En 1907, le New York Times décrivit une expérience dans laquelle le médecin Duncan MacDougall tenta de quantifier le moment de la mort chez six sujets humains en soupesant le départ de leurs âmes. “Dr. L'objectif de MacDougall était de savoir si le départ de l'âme du corps était accompagné d'une manifestation pouvant être enregistrée par tout moyen physique », a écrit le Times . Bien que les conclusions de MacDougall, selon lesquelles l’âme pèse 21 grammes, aient été par la suite discréditées pour une méthodologie douteuse, quantifier les moyens d’arriver à la mort et le mode de vie par lequel elle s’échappe continue de troubler les scientifiques et le public.

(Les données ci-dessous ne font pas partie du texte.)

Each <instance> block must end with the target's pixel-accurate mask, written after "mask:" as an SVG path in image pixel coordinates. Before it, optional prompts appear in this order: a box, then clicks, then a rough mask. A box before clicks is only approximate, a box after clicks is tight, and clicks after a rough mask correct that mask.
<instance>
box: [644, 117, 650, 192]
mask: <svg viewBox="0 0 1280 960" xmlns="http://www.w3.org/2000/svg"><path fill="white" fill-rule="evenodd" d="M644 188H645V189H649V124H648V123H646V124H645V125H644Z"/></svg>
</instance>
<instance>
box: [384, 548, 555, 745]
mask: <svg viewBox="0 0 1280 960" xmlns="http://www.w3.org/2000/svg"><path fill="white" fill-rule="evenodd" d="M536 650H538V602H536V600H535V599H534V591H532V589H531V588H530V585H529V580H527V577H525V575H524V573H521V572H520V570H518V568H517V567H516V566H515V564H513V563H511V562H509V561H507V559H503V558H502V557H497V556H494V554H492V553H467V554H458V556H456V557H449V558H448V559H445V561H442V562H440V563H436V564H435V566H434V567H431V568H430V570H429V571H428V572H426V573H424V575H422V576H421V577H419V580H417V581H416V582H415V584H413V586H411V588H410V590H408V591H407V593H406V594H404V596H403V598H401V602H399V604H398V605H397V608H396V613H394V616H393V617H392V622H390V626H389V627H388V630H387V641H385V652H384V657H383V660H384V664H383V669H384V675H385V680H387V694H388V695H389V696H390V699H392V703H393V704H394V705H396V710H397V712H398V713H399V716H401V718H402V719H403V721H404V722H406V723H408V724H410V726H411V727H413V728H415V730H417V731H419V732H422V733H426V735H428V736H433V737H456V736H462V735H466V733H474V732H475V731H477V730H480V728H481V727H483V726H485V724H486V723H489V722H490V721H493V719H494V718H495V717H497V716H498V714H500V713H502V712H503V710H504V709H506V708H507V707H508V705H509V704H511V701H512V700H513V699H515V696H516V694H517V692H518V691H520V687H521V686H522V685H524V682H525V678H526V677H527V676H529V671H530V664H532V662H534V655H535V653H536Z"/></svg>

Depuis que MacDougall a annoncé ses conclusions erronées, les chercheurs en sont venus à comprendre la méthode de la mort cellulaire individuelle. L'apoptose, ou mort cellulaire programmée, revendique chaque jour 50 à 70 milliards de cellules dans le corps humain adulte, tandis que la nécrose, ou mort prématurée des cellules, survient lorsque les cellules sont mortellement endommagées. Comment la mort finit-elle par s'emparer de tout un organisme reste cependant insaisissable
À présent, une équipe internationale de chercheurs a trouvé des preuves d'une «cascade» de décès qui se propagent à travers le corps d'un animal par une voie de nécrose spéciale, laissant un sillage de cellules mortes dans sa procession, jusqu'à l'effondrement et à l'expiration du système. Chez le ver rond Caenorhabditis elegans, cette vague de destruction corporelle prend naissance dans l’intestin et s’accompagne d’un intense éclat de fluorescence bleue lorsqu'elle est visionnée avec une caméra équipée d’une fluorescence haute luminosité le cube de filtre, qui a permis aux chercheurs de visualiser la destruction du ver, a rapporté l’équipe dans la revue PLoS Biology .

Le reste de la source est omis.